The label of alcohol abuse in DSM-IV may have some assets, but it is important to remember that no alternative approaches were evaluated here. These include “withdrawal gate”, hybrid, and latent models suggested elsewhere (Bucholz et al., 1996; Langenbucher et al., 2000; Muthén, 2006). Therefore, future work should explore additional diagnostic schemes, including the possibility that a more dimensional diagnostic approach might help clinicians avoid the pitfalls of categorical labels and obviate the need for two separate AUD syndromes, as well as a possible identification of abuse criteria where maladaptive consequences of alcohol use, and the practice of hazardous use might be considered separately (Anthony et al., 2005; Saunders and Schuckit, 2006). However, such steps might diminish the simplicity of diagnostic categories that are optimally useful to clinicians, and dimensional approaches may be converted by administrators and clinicians back into categories through the establishment of thresholds (Saunders and Schuckit, 2006).
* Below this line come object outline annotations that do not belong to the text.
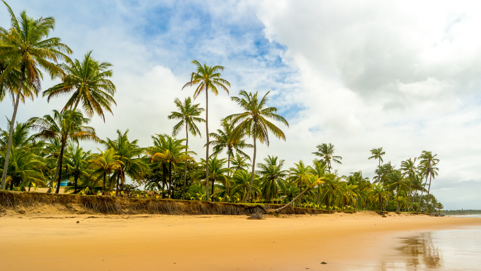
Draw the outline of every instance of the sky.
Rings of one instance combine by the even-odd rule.
[[[229,93],[209,94],[209,131],[241,112],[241,89],[269,93],[269,106],[289,122],[286,141],[258,145],[258,159],[309,163],[332,143],[341,175],[372,178],[370,150],[399,168],[423,151],[437,154],[431,191],[445,209],[481,209],[481,3],[475,1],[9,1],[14,12],[52,16],[58,37],[82,58],[114,65],[113,115],[91,125],[101,138],[129,129],[142,146],[170,133],[167,118],[194,89],[182,86],[195,59],[225,67]],[[0,26],[10,25],[0,5]],[[47,74],[46,89],[58,83]],[[50,113],[67,97],[40,96],[19,106],[17,120]],[[201,95],[195,102],[205,106]],[[12,103],[0,115],[12,117]],[[7,121],[0,119],[5,128]],[[205,127],[199,125],[202,133]],[[205,136],[189,137],[199,157]],[[87,148],[101,148],[84,144]],[[247,152],[252,152],[248,150]]]

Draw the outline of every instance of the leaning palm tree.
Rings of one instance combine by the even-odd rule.
[[[180,119],[176,124],[174,126],[172,129],[172,135],[177,136],[180,130],[185,126],[185,155],[187,155],[187,150],[188,150],[189,145],[189,132],[192,136],[195,136],[197,134],[200,136],[200,131],[195,122],[205,122],[205,120],[201,117],[199,117],[200,113],[204,111],[204,108],[199,107],[200,104],[192,104],[192,100],[190,97],[185,98],[184,103],[182,103],[178,98],[176,98],[174,101],[178,112],[171,112],[171,114],[168,117],[169,119]],[[184,167],[184,180],[182,187],[182,199],[184,199],[184,194],[185,194],[185,181],[187,180],[187,165]]]
[[[214,147],[212,155],[218,155],[224,150],[227,152],[227,167],[230,167],[230,158],[234,156],[234,151],[236,154],[241,155],[244,157],[248,157],[248,155],[242,151],[242,149],[246,148],[253,148],[251,144],[246,143],[244,139],[245,134],[234,133],[234,125],[229,123],[226,120],[223,119],[221,121],[221,126],[222,129],[218,129],[217,133],[211,133],[209,136],[213,138],[215,140],[210,142],[210,145]]]
[[[19,18],[15,17],[10,7],[2,0],[7,6],[10,14],[11,28],[7,30],[0,27],[0,39],[3,45],[0,47],[0,56],[10,60],[8,66],[0,76],[0,82],[4,80],[16,69],[20,71],[17,90],[15,91],[14,113],[12,117],[8,144],[5,157],[5,167],[9,164],[10,149],[12,144],[12,134],[13,125],[15,123],[19,102],[22,96],[25,96],[23,90],[31,90],[30,86],[34,86],[36,95],[41,88],[41,80],[43,78],[39,68],[48,72],[53,79],[63,73],[55,63],[59,60],[70,61],[65,53],[71,54],[72,50],[65,44],[60,42],[59,38],[47,38],[51,30],[55,26],[55,20],[53,17],[41,17],[34,20],[27,15],[27,12],[22,11]],[[55,62],[55,63],[54,63]],[[27,86],[27,87],[25,87]],[[0,189],[5,188],[5,179],[7,172],[2,174]]]
[[[122,170],[122,167],[125,165],[119,160],[119,156],[115,155],[115,151],[113,149],[109,149],[105,152],[98,149],[97,150],[100,153],[94,155],[94,158],[90,161],[90,164],[95,170],[90,176],[97,175],[97,181],[103,178],[102,195],[105,195],[107,176],[110,176],[115,170]]]
[[[435,167],[435,166],[437,165],[437,163],[439,162],[439,160],[436,158],[436,156],[437,156],[437,155],[432,155],[431,152],[423,151],[421,156],[419,157],[419,159],[422,159],[421,161],[419,162],[421,173],[426,177],[426,182],[424,182],[424,185],[425,185],[426,183],[427,182],[427,176],[429,176],[429,184],[427,188],[427,199],[426,201],[426,204],[429,202],[429,189],[431,188],[431,179],[434,179],[436,176],[437,176],[437,171],[439,170],[439,169]],[[419,211],[419,208],[421,206],[421,201],[422,199],[422,193],[421,193],[421,197],[419,198],[419,203],[418,205],[416,212]],[[423,207],[423,209],[425,209],[425,208],[426,206],[424,206]]]
[[[382,150],[382,148],[378,148],[377,149],[373,149],[371,150],[371,154],[372,155],[372,156],[369,157],[367,160],[370,159],[378,159],[379,160],[379,165],[381,166],[381,163],[383,161],[382,161],[382,156],[386,154],[386,152],[384,152]]]
[[[42,95],[50,101],[55,97],[70,95],[63,110],[75,111],[80,103],[88,117],[96,113],[105,121],[104,110],[112,113],[112,104],[116,105],[113,98],[115,85],[108,79],[112,76],[110,69],[113,65],[96,60],[91,54],[91,51],[86,54],[81,61],[75,59],[59,65],[66,74],[62,82],[44,91]]]
[[[117,175],[115,196],[117,197],[119,196],[119,186],[120,191],[123,190],[126,174],[131,179],[140,181],[146,173],[150,171],[148,165],[140,158],[140,156],[146,151],[146,148],[141,148],[137,145],[138,140],[129,141],[128,132],[128,129],[123,133],[117,130],[116,139],[111,140],[107,138],[107,140],[102,142],[106,149],[113,149],[115,155],[119,157],[119,160],[124,163],[122,168],[115,172]]]
[[[414,160],[411,159],[409,158],[405,161],[402,161],[401,162],[401,171],[402,172],[403,174],[405,176],[407,176],[408,178],[409,179],[409,191],[411,192],[411,206],[409,207],[409,197],[407,197],[407,205],[408,208],[410,210],[413,208],[413,205],[414,204],[414,194],[412,193],[412,182],[413,180],[416,178],[416,176],[419,174],[419,171],[417,170],[417,167],[416,166],[416,157],[414,157]]]
[[[233,133],[234,136],[242,134],[244,133],[249,134],[254,141],[254,154],[252,159],[252,172],[251,175],[251,187],[254,181],[254,172],[256,169],[256,155],[257,152],[256,142],[258,140],[261,144],[265,143],[269,146],[269,136],[268,132],[271,131],[278,139],[286,141],[286,136],[279,127],[268,120],[268,119],[277,120],[284,125],[289,126],[287,120],[282,116],[276,114],[277,108],[276,107],[267,107],[267,103],[269,99],[267,95],[270,91],[268,91],[262,98],[258,97],[258,91],[253,94],[252,92],[247,93],[245,90],[241,90],[239,92],[240,97],[232,97],[232,100],[235,101],[244,110],[244,112],[237,114],[233,114],[227,116],[225,119],[231,121],[235,124],[238,123],[235,128]],[[248,193],[249,197],[251,197],[251,190]],[[252,198],[251,198],[252,200]]]
[[[321,158],[321,159],[326,162],[326,164],[327,164],[328,170],[329,172],[331,172],[331,160],[339,164],[342,164],[342,163],[341,162],[341,160],[342,160],[342,157],[340,156],[334,156],[334,146],[331,143],[329,143],[329,145],[326,143],[323,143],[322,144],[316,146],[316,148],[318,149],[317,152],[313,153],[312,154],[316,155],[317,156],[320,157]]]
[[[224,90],[229,94],[227,87],[230,87],[230,83],[227,80],[220,78],[220,71],[224,70],[221,66],[209,67],[204,62],[202,66],[197,60],[192,60],[192,63],[195,65],[197,70],[192,73],[190,81],[185,84],[182,89],[186,87],[198,85],[194,92],[194,99],[197,98],[202,92],[205,92],[205,133],[207,143],[205,144],[205,193],[206,200],[209,200],[209,90],[217,95],[219,92],[217,88]]]
[[[70,141],[92,140],[99,141],[95,135],[95,129],[89,126],[85,126],[90,121],[85,118],[79,111],[67,110],[63,112],[53,110],[53,115],[45,115],[43,117],[33,117],[29,121],[34,123],[34,129],[38,130],[36,138],[43,140],[56,138],[60,142],[61,146],[58,161],[58,182],[56,193],[60,189],[62,179],[62,164],[63,161],[64,150]]]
Also, implementation of a new diagnostic scheme may make it difficult to benefit from the almost two decades of clinical experience and research results based on the DSM-IV. If a two-label system is maintained, however, it will be important to consider the possibility that some abuse items occur with such rarity as to jeopardize their usefulness (e.g., legal problems), the fact that “use of alcohol in hazardous situations” is often the only criteria endorsed by individuals with alcohol abuse (with an implication that clear guidelines need to be developed on how to interpret this criterion), the potential pejorative connotation of the term “abuse,” as well as the problem of defining a “syndrome” through the endorsement of repetitive problems in only one life area, the threshold for abuse in DSM-IV.

The interpretation of these results requires that careful attention be paid to the liabilities as well as the assets of this use of data from the COGA protocol. First, the severity of alcohol-related problems among the original probands and the high density of AUDs in some of these families may indicate that some of the results in these offspring might not generalize to other groups. Children from COGA families may carry an exaggerated risk for AUDs. In this light, the rate of alcohol abuse in the current group (16%) is higher than the 6% to 8% reported for the general population (Chung et al., 2002). Second, while many attributes of abuse at T1 and T2 could be measured through this protocol, we could not evaluate the relevance of other diagnostic approaches, or compare DSM-IV alcohol abuse with the ICD diagnosis of harmful use. Third, because a range of clinical characteristics and external validators were incorporated in the analyses, the results might reflect Type 1 errors, although this danger is diminished by using the regression reported in Table 5. An additional limitation of the current work is that the focus was primarily on alcohol abuse criteria as applied to adolescents, and it is not clear that similar results will be observed regarding adult populations, in subjects with abuse of other substances, or in individuals with dependence.